When testing is done, the most commonly identified genes include SLC2A1 (which causes a glucose transport problem in the brain), SLC6A1, SYNGAP1, CHD2, and SCN1A. Finding a specific genetic cause can change treatment. For example, children with SLC2A1 mutations often benefit from a ketogenic diet because their brain cells aren’t getting enough glucose through normal pathways. Recent research has also identified four genes not previously linked to absence seizures, suggesting the genetic landscape is broader than once thought. A positive family history combined with any atypical features strengthens the case for pursuing this testing.
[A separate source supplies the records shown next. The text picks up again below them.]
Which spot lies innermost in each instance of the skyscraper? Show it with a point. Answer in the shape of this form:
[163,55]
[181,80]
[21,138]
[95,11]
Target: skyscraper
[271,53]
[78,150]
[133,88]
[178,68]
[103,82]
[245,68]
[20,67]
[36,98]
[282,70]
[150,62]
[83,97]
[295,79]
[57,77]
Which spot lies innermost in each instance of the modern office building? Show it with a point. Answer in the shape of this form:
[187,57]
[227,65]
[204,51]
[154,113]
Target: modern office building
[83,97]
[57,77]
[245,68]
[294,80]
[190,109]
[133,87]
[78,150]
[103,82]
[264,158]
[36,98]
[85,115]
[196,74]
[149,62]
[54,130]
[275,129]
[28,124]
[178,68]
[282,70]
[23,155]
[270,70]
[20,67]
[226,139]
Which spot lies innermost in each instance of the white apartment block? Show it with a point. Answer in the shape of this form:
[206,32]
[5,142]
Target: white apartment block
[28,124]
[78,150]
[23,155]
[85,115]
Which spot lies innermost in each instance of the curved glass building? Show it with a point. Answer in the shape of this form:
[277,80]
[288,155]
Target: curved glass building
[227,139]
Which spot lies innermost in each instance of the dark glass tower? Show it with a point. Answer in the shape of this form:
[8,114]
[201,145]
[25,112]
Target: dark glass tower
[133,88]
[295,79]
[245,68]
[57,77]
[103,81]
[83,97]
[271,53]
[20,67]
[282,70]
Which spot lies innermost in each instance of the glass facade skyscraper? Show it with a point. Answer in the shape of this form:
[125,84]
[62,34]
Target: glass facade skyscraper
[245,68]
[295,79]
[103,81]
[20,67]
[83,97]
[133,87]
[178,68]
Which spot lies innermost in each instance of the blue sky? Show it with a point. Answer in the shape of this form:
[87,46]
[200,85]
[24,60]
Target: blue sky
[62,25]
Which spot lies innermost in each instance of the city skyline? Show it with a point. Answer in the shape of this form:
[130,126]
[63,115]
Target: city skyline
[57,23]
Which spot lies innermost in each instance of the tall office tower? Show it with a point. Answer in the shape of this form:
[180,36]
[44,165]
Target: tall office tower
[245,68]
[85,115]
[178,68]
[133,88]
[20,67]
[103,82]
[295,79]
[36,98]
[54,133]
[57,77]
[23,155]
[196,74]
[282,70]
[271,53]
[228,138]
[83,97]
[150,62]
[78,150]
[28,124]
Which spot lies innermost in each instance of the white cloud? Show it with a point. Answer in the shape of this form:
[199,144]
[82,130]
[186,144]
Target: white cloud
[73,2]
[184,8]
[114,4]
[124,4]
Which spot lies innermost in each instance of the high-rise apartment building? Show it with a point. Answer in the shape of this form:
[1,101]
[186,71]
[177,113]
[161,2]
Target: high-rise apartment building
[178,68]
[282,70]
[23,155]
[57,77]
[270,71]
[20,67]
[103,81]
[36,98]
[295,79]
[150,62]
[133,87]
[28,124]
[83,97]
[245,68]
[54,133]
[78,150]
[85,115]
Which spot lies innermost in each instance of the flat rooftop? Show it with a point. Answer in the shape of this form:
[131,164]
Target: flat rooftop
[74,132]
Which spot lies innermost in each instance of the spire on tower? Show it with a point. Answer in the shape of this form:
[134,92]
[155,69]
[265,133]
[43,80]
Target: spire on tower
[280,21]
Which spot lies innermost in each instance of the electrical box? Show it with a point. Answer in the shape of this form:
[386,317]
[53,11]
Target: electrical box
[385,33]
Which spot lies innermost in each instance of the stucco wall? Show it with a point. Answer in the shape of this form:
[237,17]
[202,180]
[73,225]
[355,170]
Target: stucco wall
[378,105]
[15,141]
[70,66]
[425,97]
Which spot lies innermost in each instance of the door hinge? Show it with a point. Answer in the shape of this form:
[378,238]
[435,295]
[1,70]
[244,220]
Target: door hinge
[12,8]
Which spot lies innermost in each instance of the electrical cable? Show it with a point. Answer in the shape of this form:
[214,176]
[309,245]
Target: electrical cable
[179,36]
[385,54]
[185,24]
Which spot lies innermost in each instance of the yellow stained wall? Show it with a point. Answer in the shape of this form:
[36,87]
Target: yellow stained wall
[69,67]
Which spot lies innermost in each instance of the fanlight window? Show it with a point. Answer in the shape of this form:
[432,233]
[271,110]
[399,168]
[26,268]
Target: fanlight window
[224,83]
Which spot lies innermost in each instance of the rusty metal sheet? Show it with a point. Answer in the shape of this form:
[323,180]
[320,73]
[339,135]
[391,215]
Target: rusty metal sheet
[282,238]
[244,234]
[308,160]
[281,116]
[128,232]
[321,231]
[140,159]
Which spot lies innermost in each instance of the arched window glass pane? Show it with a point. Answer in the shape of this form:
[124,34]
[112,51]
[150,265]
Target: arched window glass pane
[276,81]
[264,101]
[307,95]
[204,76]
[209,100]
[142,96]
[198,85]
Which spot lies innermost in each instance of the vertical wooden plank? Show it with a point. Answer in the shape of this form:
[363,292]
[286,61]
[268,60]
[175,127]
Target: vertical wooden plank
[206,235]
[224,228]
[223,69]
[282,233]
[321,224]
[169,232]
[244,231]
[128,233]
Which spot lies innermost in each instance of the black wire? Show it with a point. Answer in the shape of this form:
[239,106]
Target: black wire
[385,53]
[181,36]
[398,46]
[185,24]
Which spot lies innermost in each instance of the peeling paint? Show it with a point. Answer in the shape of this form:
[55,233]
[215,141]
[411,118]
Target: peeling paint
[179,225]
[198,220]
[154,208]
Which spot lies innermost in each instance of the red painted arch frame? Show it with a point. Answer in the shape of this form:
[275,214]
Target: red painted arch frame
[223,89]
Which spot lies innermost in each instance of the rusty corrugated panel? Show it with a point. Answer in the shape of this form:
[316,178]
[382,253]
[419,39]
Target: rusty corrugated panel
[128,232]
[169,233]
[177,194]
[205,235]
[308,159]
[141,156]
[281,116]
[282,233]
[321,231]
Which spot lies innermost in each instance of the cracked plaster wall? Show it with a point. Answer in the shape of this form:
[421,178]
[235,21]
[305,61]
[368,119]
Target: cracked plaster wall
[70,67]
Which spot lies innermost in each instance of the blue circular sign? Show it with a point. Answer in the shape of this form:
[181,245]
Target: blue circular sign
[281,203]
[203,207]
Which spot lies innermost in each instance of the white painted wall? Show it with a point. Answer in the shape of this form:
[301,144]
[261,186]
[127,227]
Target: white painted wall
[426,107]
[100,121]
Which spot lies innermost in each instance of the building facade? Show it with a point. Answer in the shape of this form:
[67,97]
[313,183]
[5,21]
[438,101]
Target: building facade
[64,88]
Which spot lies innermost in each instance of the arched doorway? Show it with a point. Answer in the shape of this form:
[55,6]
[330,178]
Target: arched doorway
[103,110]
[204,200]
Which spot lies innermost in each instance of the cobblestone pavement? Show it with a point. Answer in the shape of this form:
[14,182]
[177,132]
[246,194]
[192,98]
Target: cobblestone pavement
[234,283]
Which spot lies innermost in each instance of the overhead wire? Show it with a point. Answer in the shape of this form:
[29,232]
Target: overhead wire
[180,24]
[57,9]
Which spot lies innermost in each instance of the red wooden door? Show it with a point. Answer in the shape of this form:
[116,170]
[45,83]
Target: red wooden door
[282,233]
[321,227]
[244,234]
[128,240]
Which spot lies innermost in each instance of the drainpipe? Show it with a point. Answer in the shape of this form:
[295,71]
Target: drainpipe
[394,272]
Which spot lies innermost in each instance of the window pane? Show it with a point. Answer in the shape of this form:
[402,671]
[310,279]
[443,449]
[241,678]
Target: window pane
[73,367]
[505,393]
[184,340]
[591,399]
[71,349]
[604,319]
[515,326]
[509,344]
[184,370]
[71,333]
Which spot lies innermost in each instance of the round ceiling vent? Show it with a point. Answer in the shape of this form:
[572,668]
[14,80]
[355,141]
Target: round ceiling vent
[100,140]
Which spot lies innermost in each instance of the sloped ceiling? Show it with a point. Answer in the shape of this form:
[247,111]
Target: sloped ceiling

Putting the Pieces Together
Diagnosing absence seizures is rarely about a single test. It’s a process that starts with careful observation, moves through a clinical history, and centers on the EEG with provocation. The 3 Hz spike-and-wave pattern on EEG, combined with a matching behavioral change, is the diagnostic standard. From there, additional testing branches out based on the child’s specific situation: neuropsychological evaluation if school performance is suffering, genetic testing if the presentation is unusual, or extended EEG monitoring if routine recordings don’t capture an episode. Most children get a clear answer within one or two EEG sessions, especially when hyperventilation is used to provoke the characteristic pattern.